Quelques jours seulement après que la réglementation sur les marchés des crypto-actifs soit devenue pleinement applicable le 1er juillet, le Parlement européen a appelé la Commission européenne à identifier les lacunes du règlement actuel sur la cryptographie et à évaluer si une réglementation supplémentaire est nécessaire.
Pour les courtiers et les sociétés institutionnelles, cela indique que les domaines actuellement en dehors de MiCA sont susceptibles de faire l’objet d’une plus grande attention réglementaire.
DeFi et le jalonnement deviennent une priorité
MiCA a créé un cadre pour les fournisseurs de services centralisés de crypto-actifs, mais une grande partie du marché en chaîne est restée en dehors de son champ d'application.
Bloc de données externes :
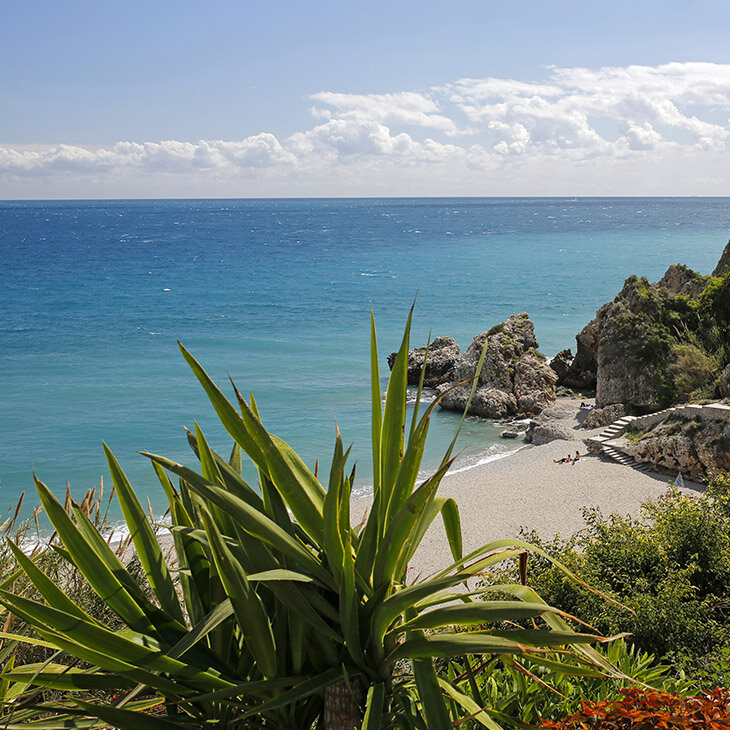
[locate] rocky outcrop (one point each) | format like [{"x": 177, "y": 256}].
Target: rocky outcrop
[
  {"x": 600, "y": 417},
  {"x": 640, "y": 350},
  {"x": 697, "y": 448},
  {"x": 558, "y": 422},
  {"x": 514, "y": 380},
  {"x": 724, "y": 263},
  {"x": 443, "y": 354},
  {"x": 582, "y": 373},
  {"x": 679, "y": 279},
  {"x": 561, "y": 363}
]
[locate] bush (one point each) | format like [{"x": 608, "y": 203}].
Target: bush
[
  {"x": 669, "y": 570},
  {"x": 694, "y": 372},
  {"x": 651, "y": 709}
]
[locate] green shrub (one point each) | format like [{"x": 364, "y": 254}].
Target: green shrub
[
  {"x": 521, "y": 690},
  {"x": 671, "y": 569},
  {"x": 694, "y": 372},
  {"x": 278, "y": 609}
]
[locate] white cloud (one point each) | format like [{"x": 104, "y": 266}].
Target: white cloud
[
  {"x": 612, "y": 120},
  {"x": 408, "y": 108}
]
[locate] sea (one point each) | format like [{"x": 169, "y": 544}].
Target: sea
[{"x": 277, "y": 294}]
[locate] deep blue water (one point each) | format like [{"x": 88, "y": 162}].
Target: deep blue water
[{"x": 95, "y": 294}]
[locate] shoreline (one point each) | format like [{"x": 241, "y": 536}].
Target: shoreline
[{"x": 528, "y": 490}]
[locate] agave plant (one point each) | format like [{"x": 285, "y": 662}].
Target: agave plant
[{"x": 278, "y": 611}]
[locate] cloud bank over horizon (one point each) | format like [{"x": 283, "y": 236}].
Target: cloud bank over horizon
[{"x": 634, "y": 130}]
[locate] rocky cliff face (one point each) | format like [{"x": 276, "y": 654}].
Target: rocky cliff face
[
  {"x": 696, "y": 448},
  {"x": 653, "y": 345},
  {"x": 515, "y": 378}
]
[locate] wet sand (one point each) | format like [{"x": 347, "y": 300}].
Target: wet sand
[{"x": 527, "y": 489}]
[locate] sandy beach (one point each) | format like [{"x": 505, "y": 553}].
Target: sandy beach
[{"x": 527, "y": 489}]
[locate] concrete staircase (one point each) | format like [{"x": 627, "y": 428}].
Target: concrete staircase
[{"x": 601, "y": 444}]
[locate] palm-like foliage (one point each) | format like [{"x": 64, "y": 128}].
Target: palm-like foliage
[{"x": 277, "y": 601}]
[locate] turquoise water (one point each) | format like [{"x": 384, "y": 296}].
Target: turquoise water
[{"x": 278, "y": 292}]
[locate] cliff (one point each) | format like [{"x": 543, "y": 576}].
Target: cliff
[{"x": 657, "y": 344}]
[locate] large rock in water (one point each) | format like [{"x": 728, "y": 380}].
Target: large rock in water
[
  {"x": 443, "y": 354},
  {"x": 724, "y": 262},
  {"x": 515, "y": 378}
]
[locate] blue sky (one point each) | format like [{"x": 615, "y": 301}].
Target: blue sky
[{"x": 185, "y": 99}]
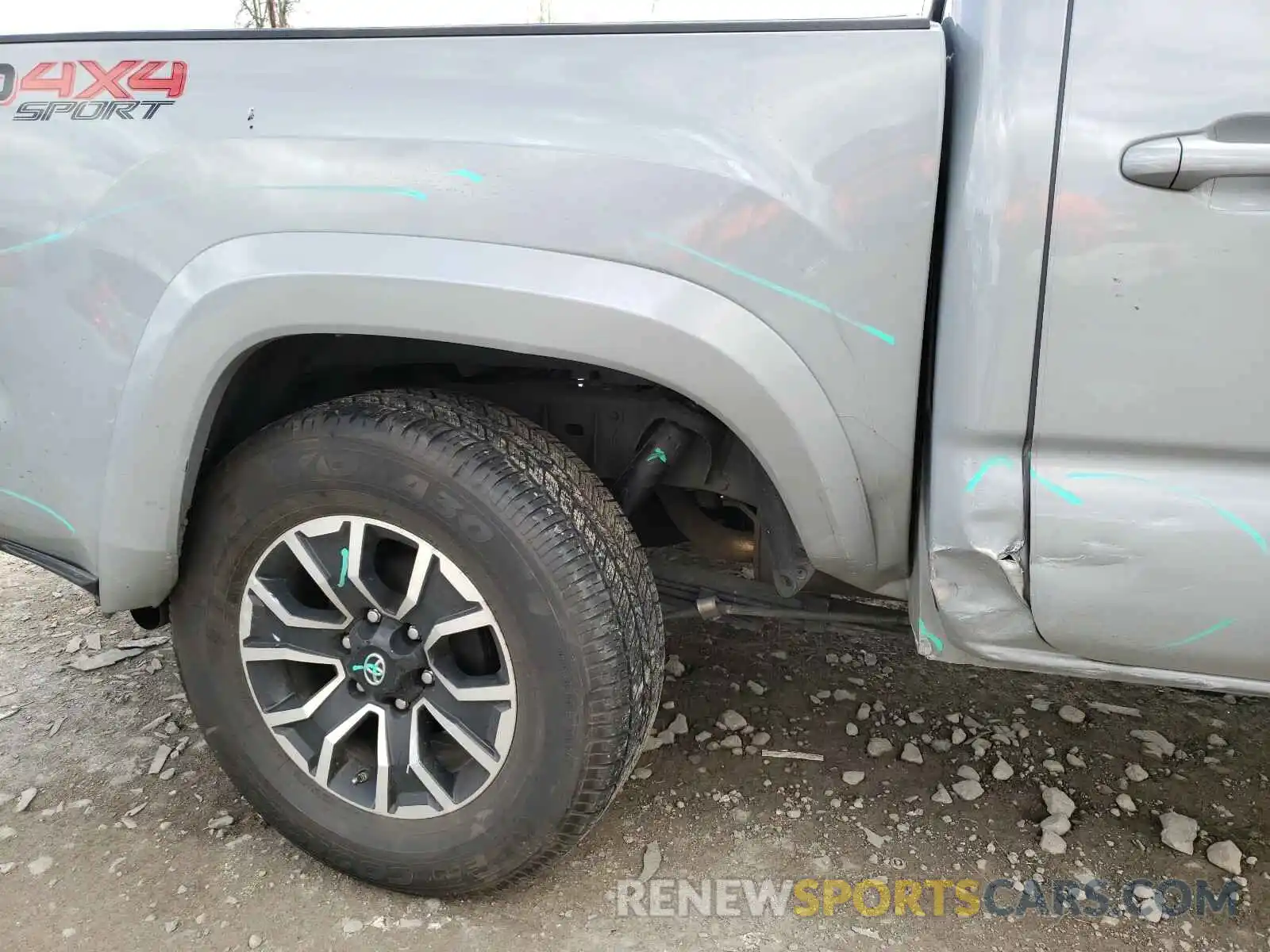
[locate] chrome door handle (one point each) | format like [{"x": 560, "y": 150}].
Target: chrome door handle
[{"x": 1181, "y": 163}]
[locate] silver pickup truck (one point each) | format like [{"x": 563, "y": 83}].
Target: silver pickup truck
[{"x": 384, "y": 359}]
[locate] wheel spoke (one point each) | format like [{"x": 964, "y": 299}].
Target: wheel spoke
[
  {"x": 448, "y": 715},
  {"x": 479, "y": 617},
  {"x": 337, "y": 734},
  {"x": 332, "y": 693},
  {"x": 270, "y": 640}
]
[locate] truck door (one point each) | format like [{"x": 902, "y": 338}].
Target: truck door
[{"x": 1149, "y": 492}]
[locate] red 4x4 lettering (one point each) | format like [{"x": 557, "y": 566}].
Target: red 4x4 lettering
[
  {"x": 118, "y": 82},
  {"x": 107, "y": 82},
  {"x": 144, "y": 80}
]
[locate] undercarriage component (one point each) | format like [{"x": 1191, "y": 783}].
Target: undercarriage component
[
  {"x": 711, "y": 607},
  {"x": 781, "y": 556},
  {"x": 708, "y": 537},
  {"x": 660, "y": 451}
]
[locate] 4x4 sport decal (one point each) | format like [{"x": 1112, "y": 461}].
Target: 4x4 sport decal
[{"x": 87, "y": 90}]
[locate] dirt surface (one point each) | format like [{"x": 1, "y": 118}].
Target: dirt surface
[{"x": 111, "y": 856}]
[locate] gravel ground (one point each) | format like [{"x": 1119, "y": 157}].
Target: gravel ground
[{"x": 133, "y": 839}]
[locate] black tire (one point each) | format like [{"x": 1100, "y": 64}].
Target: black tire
[{"x": 529, "y": 524}]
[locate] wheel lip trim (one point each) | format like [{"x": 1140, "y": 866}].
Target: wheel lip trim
[{"x": 436, "y": 560}]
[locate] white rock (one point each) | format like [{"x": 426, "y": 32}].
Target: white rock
[
  {"x": 1057, "y": 824},
  {"x": 1057, "y": 803},
  {"x": 1179, "y": 831},
  {"x": 1226, "y": 856},
  {"x": 1070, "y": 714},
  {"x": 652, "y": 861},
  {"x": 878, "y": 747},
  {"x": 968, "y": 790},
  {"x": 1052, "y": 843},
  {"x": 1136, "y": 772},
  {"x": 1155, "y": 744},
  {"x": 730, "y": 721}
]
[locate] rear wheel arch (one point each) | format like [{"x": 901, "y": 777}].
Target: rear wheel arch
[{"x": 239, "y": 296}]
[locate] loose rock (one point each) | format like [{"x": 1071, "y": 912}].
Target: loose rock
[
  {"x": 730, "y": 721},
  {"x": 1136, "y": 772},
  {"x": 1155, "y": 744},
  {"x": 1057, "y": 803},
  {"x": 968, "y": 790},
  {"x": 1052, "y": 843},
  {"x": 1179, "y": 831},
  {"x": 1226, "y": 856},
  {"x": 1070, "y": 714},
  {"x": 879, "y": 747}
]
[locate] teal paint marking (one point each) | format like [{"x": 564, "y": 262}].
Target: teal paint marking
[
  {"x": 1221, "y": 511},
  {"x": 933, "y": 639},
  {"x": 983, "y": 471},
  {"x": 1066, "y": 495},
  {"x": 41, "y": 507},
  {"x": 779, "y": 289},
  {"x": 1193, "y": 639}
]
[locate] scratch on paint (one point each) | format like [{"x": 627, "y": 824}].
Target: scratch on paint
[
  {"x": 1221, "y": 511},
  {"x": 1193, "y": 639},
  {"x": 779, "y": 289},
  {"x": 1056, "y": 489},
  {"x": 41, "y": 507},
  {"x": 112, "y": 213},
  {"x": 933, "y": 639},
  {"x": 983, "y": 471}
]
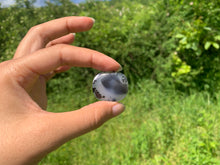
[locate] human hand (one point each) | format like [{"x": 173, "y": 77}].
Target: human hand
[{"x": 27, "y": 131}]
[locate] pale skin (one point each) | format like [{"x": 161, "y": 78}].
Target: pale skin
[{"x": 27, "y": 131}]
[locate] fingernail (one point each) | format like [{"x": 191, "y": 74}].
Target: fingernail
[
  {"x": 118, "y": 109},
  {"x": 119, "y": 69}
]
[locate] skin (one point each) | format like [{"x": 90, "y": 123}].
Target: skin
[{"x": 27, "y": 131}]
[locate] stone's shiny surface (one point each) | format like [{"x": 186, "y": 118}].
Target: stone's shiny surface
[{"x": 110, "y": 86}]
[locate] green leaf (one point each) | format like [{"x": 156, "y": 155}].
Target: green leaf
[
  {"x": 215, "y": 45},
  {"x": 207, "y": 45}
]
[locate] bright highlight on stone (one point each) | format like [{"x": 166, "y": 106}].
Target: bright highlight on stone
[{"x": 110, "y": 86}]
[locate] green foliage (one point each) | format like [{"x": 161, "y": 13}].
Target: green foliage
[
  {"x": 142, "y": 36},
  {"x": 159, "y": 126}
]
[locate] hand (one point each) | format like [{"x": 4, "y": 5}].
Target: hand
[{"x": 27, "y": 131}]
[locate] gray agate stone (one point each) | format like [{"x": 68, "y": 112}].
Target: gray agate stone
[{"x": 110, "y": 86}]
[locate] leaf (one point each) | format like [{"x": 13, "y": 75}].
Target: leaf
[
  {"x": 208, "y": 28},
  {"x": 217, "y": 38},
  {"x": 215, "y": 45},
  {"x": 207, "y": 45}
]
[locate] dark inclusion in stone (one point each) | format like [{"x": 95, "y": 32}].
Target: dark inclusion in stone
[{"x": 113, "y": 83}]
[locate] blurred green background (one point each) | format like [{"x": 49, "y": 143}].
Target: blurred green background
[{"x": 170, "y": 53}]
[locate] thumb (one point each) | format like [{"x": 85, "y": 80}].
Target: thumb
[{"x": 68, "y": 125}]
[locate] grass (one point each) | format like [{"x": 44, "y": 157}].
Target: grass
[{"x": 158, "y": 127}]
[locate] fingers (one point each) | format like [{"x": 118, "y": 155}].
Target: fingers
[
  {"x": 48, "y": 59},
  {"x": 39, "y": 36},
  {"x": 68, "y": 125}
]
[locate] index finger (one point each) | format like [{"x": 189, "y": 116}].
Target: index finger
[{"x": 39, "y": 35}]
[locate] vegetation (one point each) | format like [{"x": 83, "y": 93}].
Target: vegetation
[{"x": 169, "y": 51}]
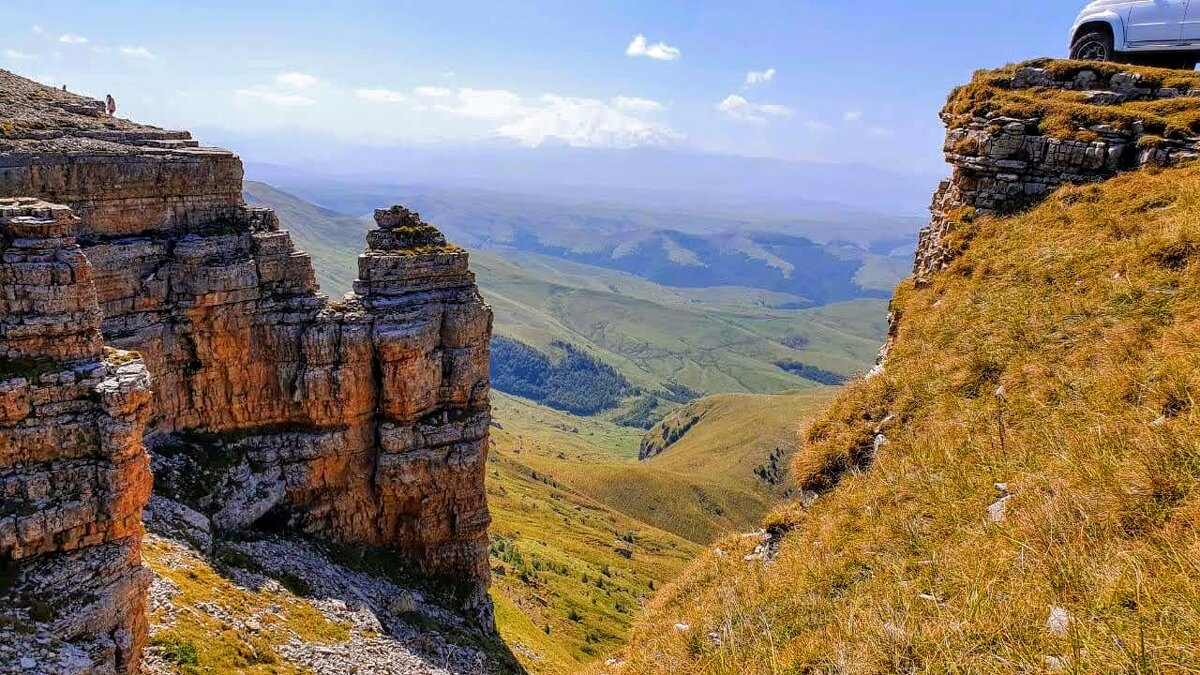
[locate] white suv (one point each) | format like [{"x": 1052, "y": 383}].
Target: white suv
[{"x": 1159, "y": 33}]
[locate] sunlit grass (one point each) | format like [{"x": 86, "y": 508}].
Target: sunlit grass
[{"x": 1085, "y": 316}]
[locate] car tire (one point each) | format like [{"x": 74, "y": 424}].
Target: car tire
[{"x": 1092, "y": 47}]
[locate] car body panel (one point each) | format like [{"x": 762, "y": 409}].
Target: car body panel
[{"x": 1177, "y": 30}]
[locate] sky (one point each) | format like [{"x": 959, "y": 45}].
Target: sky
[{"x": 797, "y": 79}]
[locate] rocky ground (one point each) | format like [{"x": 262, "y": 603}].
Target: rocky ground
[{"x": 276, "y": 604}]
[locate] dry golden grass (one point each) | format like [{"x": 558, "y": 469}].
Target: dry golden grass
[
  {"x": 1065, "y": 114},
  {"x": 1086, "y": 312}
]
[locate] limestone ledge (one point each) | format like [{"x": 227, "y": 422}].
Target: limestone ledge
[
  {"x": 73, "y": 473},
  {"x": 1002, "y": 163}
]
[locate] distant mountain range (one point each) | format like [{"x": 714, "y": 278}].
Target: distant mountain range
[
  {"x": 647, "y": 178},
  {"x": 816, "y": 261},
  {"x": 667, "y": 336}
]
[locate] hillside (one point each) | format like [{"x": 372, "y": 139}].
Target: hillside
[
  {"x": 736, "y": 437},
  {"x": 670, "y": 344},
  {"x": 817, "y": 260},
  {"x": 1018, "y": 489}
]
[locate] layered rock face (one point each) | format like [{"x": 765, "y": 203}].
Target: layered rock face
[
  {"x": 1002, "y": 162},
  {"x": 73, "y": 472},
  {"x": 360, "y": 422}
]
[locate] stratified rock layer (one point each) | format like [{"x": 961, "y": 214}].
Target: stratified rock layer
[
  {"x": 73, "y": 472},
  {"x": 1005, "y": 163},
  {"x": 361, "y": 422}
]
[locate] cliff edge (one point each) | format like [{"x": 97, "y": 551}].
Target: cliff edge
[
  {"x": 361, "y": 422},
  {"x": 1014, "y": 489}
]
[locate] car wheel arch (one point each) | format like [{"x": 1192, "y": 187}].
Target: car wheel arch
[{"x": 1108, "y": 22}]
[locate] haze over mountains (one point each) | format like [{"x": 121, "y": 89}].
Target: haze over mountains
[{"x": 646, "y": 314}]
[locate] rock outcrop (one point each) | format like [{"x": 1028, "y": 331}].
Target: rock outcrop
[
  {"x": 73, "y": 472},
  {"x": 1017, "y": 135},
  {"x": 361, "y": 422}
]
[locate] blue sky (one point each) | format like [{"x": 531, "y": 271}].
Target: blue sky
[{"x": 838, "y": 82}]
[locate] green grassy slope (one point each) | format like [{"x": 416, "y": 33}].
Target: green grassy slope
[
  {"x": 712, "y": 340},
  {"x": 705, "y": 490},
  {"x": 732, "y": 435},
  {"x": 333, "y": 239},
  {"x": 1051, "y": 527}
]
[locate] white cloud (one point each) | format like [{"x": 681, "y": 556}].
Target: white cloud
[
  {"x": 485, "y": 103},
  {"x": 433, "y": 91},
  {"x": 379, "y": 95},
  {"x": 773, "y": 111},
  {"x": 660, "y": 52},
  {"x": 760, "y": 77},
  {"x": 274, "y": 97},
  {"x": 580, "y": 121},
  {"x": 635, "y": 105},
  {"x": 585, "y": 123},
  {"x": 295, "y": 79},
  {"x": 137, "y": 52},
  {"x": 739, "y": 108}
]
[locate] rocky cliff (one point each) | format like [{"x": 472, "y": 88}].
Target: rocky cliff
[
  {"x": 73, "y": 473},
  {"x": 1015, "y": 489},
  {"x": 361, "y": 422},
  {"x": 1018, "y": 133}
]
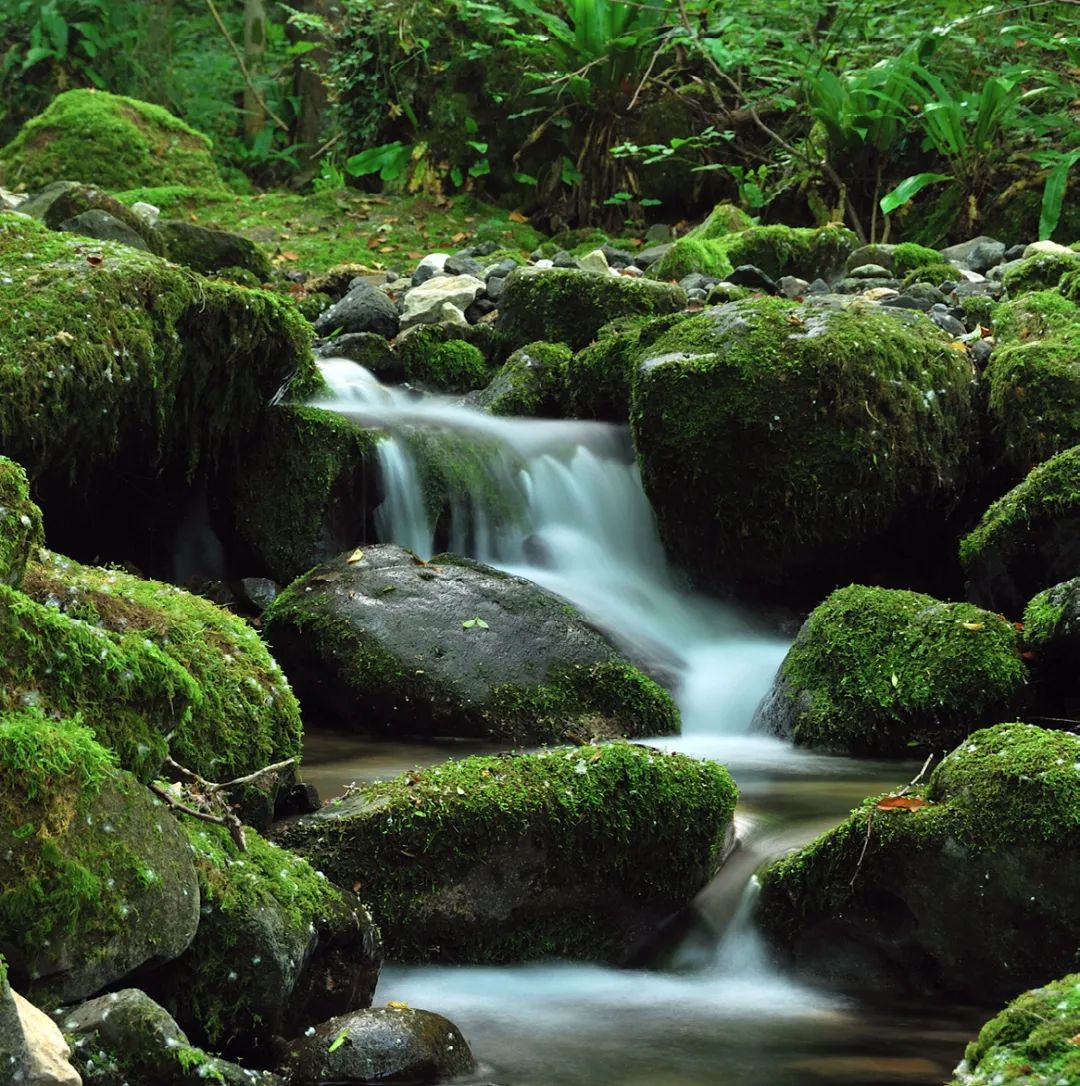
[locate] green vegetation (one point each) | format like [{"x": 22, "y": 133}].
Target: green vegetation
[
  {"x": 886, "y": 671},
  {"x": 607, "y": 830},
  {"x": 243, "y": 716},
  {"x": 1032, "y": 1040}
]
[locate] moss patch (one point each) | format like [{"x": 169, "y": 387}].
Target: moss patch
[
  {"x": 247, "y": 716},
  {"x": 884, "y": 671},
  {"x": 1031, "y": 1043},
  {"x": 569, "y": 847},
  {"x": 108, "y": 140},
  {"x": 176, "y": 367}
]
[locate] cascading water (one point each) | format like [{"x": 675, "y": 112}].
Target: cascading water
[{"x": 561, "y": 503}]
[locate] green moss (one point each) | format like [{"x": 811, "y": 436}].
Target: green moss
[
  {"x": 302, "y": 485},
  {"x": 644, "y": 824},
  {"x": 1031, "y": 1042},
  {"x": 1034, "y": 398},
  {"x": 21, "y": 530},
  {"x": 240, "y": 893},
  {"x": 247, "y": 716},
  {"x": 450, "y": 366},
  {"x": 1039, "y": 272},
  {"x": 771, "y": 433},
  {"x": 177, "y": 367},
  {"x": 721, "y": 221},
  {"x": 129, "y": 692},
  {"x": 108, "y": 140},
  {"x": 908, "y": 256},
  {"x": 933, "y": 274},
  {"x": 531, "y": 382},
  {"x": 1050, "y": 492},
  {"x": 563, "y": 305},
  {"x": 881, "y": 670}
]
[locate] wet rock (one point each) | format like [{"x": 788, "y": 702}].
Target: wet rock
[
  {"x": 452, "y": 647},
  {"x": 391, "y": 1045},
  {"x": 887, "y": 898},
  {"x": 573, "y": 851},
  {"x": 919, "y": 674},
  {"x": 364, "y": 308}
]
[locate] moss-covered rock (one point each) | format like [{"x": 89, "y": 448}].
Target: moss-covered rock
[
  {"x": 1027, "y": 540},
  {"x": 388, "y": 643},
  {"x": 888, "y": 897},
  {"x": 598, "y": 378},
  {"x": 1040, "y": 272},
  {"x": 245, "y": 717},
  {"x": 20, "y": 522},
  {"x": 723, "y": 219},
  {"x": 1031, "y": 1043},
  {"x": 98, "y": 878},
  {"x": 123, "y": 685},
  {"x": 778, "y": 438},
  {"x": 1033, "y": 378},
  {"x": 530, "y": 382},
  {"x": 176, "y": 367},
  {"x": 562, "y": 305},
  {"x": 109, "y": 140},
  {"x": 279, "y": 947},
  {"x": 886, "y": 671},
  {"x": 125, "y": 1037},
  {"x": 384, "y": 1045},
  {"x": 573, "y": 851},
  {"x": 303, "y": 490}
]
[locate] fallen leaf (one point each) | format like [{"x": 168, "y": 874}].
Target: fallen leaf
[{"x": 902, "y": 804}]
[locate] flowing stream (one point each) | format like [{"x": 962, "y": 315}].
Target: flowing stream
[{"x": 561, "y": 504}]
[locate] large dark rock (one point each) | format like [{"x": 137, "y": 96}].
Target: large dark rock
[
  {"x": 574, "y": 851},
  {"x": 389, "y": 643},
  {"x": 396, "y": 1046},
  {"x": 278, "y": 947},
  {"x": 98, "y": 876},
  {"x": 972, "y": 895},
  {"x": 892, "y": 672},
  {"x": 126, "y": 1037},
  {"x": 779, "y": 441}
]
Le Parlement demande désormais à la Commission européenne d'examiner ces domaines plus directement.
Les domaines examinés se répartissent en deux grands groupes. Les prêts et emprunts DeFi soulèvent des questions sur les risques du système bancaire parallèle, tandis que les produits de jalonnement et de rendement soulignent des problèmes de divulgation, de gestion des risques et de protection des consommateurs. Les NFT et les actifs financiers tokenisés se situent plus près du périmètre des titres, selon la manière dont ils sont structurés.
Le rapport intitulé Actifs numériques – Défis pour la compétitivité et l’intégrité du système financier de l’UE appelle à évaluer si ces produits devraient relever des règles existantes en matière de valeurs mobilières et de marchés financiers. Une préoccupation majeure est la fragmentation.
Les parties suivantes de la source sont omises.